After the Happy Ending

People thinking reaching their fitness goal is hard, and don’t get me wrong it is.  If you want to drop 2 or more dress sizes or lose several stone starting from nothing and doing that can be very hard indeed.  It involves making changes to your lifestyle, creating new habits and keeping doing those things week and week.

Getting to your goal feels brilliant. People will notice the change, you will feel brilliant.  But what happens after?

The challenge is that the motivation to keep to healthy habits can be strong when you keep seeing the scales go down or having to buy smaller trousers, but at some point you reach where you want to be and those visible motivators come to a halt.  Of course you still need to do all those things to maintain the goals you’ve reached but now you don’t have the initial goal to motivate you.

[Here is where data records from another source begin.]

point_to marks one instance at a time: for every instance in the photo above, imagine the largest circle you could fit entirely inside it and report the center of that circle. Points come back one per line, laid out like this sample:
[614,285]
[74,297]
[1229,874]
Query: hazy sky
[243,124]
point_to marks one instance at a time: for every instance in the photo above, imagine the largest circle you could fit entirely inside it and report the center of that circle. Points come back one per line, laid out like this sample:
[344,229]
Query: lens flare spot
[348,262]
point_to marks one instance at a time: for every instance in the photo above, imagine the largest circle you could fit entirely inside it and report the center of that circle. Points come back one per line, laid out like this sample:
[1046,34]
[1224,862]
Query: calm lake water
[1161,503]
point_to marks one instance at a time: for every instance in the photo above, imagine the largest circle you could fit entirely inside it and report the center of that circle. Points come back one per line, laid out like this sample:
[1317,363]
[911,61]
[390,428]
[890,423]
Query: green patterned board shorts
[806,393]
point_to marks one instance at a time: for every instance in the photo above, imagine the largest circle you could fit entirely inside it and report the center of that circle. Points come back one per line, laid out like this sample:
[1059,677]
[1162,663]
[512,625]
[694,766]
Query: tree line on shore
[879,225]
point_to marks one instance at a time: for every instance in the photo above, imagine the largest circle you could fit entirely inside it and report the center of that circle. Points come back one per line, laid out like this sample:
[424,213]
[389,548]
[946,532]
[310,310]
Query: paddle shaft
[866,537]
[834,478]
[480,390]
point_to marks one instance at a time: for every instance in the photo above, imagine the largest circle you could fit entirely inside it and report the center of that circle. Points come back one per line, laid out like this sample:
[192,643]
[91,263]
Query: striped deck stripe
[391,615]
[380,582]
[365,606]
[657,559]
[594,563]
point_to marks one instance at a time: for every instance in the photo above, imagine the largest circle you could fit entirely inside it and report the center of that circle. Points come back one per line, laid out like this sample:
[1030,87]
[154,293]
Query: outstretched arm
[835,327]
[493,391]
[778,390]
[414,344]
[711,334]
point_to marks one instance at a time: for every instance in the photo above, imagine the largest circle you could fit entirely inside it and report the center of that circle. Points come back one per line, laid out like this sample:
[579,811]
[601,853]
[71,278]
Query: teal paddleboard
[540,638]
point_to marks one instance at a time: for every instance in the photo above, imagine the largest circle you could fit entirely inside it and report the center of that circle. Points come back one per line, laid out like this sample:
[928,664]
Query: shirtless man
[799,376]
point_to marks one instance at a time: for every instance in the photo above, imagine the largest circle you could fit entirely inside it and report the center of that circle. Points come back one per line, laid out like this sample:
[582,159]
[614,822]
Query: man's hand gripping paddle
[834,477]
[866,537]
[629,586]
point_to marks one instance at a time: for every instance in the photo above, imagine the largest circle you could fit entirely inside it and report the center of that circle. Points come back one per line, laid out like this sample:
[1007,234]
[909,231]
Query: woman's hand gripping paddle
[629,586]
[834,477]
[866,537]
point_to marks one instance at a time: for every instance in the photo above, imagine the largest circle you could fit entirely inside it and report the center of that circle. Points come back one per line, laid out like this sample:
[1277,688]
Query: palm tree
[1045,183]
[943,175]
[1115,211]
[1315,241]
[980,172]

In my mind – the initial transformation is tough. What comes after can be tougher (it’s a bit like what happens after the Happy Ever After moment in films).  Now you don’t have the oh wow moments to give you that push.

Mentally, this can be challenging.  If you’ve ever lost a lot of weight you may have had the same (I admit not overly healthy) struggle to not just keep on going.  I got to my aim and just kept on pushing to lose more – it can almost become an addictive feeling.  Of course eventually I realised it was in no way sustainable to keep losing or stay the size I had reached and still eat cake (or well eat really) plus I had discovered weights.  But several years on i do sometimes feel in a bit of a limbo.  I don’t need to lose weight but I’m not as small as I once was and keeping yourself on track and motivated when you’re in that position isn’t always easy, in fact it takes a massive change in mindset and rethinking of your goals.

If you’ve reached your initial goal and now feel at a bit of a loose end, you’re not alone and it’s not unusual.  New goals can be formed but you also need to give yourself a break for not being sure how you feel once you have reached your goal because reaching a goal is really rarely the end of a story.